Présence encombrante

La décision récente du Tribunal suprême ouvre donc la porte à la seconde vie des restes mortels de Franco, brusquement ramenés sur le devant de la scène publique plus de quatre décennies après la mort biologique du Caudillo, le 20 novembre 1975. Cette seconde vie illustre les usages que les sociétés font de leurs morts. A la lumière du sort réservé au corps du dictateur, quarante-quatre années d’histoire de l’Espagne se donnent à lire.
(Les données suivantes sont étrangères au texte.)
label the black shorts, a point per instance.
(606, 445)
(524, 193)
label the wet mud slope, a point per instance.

Cette histoire commence quelques mois après l’inhumation en grande pompe de Franco, lorsque est initié le processus de la transition démocratique. En quelques années, le pays démontre que sous la dalle de 1 500 kilos scellée sur la tombe du dirigeant repose aussi la dictature. La société s’accommode alors de cette présence encombrante du Caudillo, enterré à quelques kilomètres seulement de Madrid, dans son imposant mausolée qui semble déjà appartenir à une époque révolue, en tant que dispositif mémoriel du régime franquiste.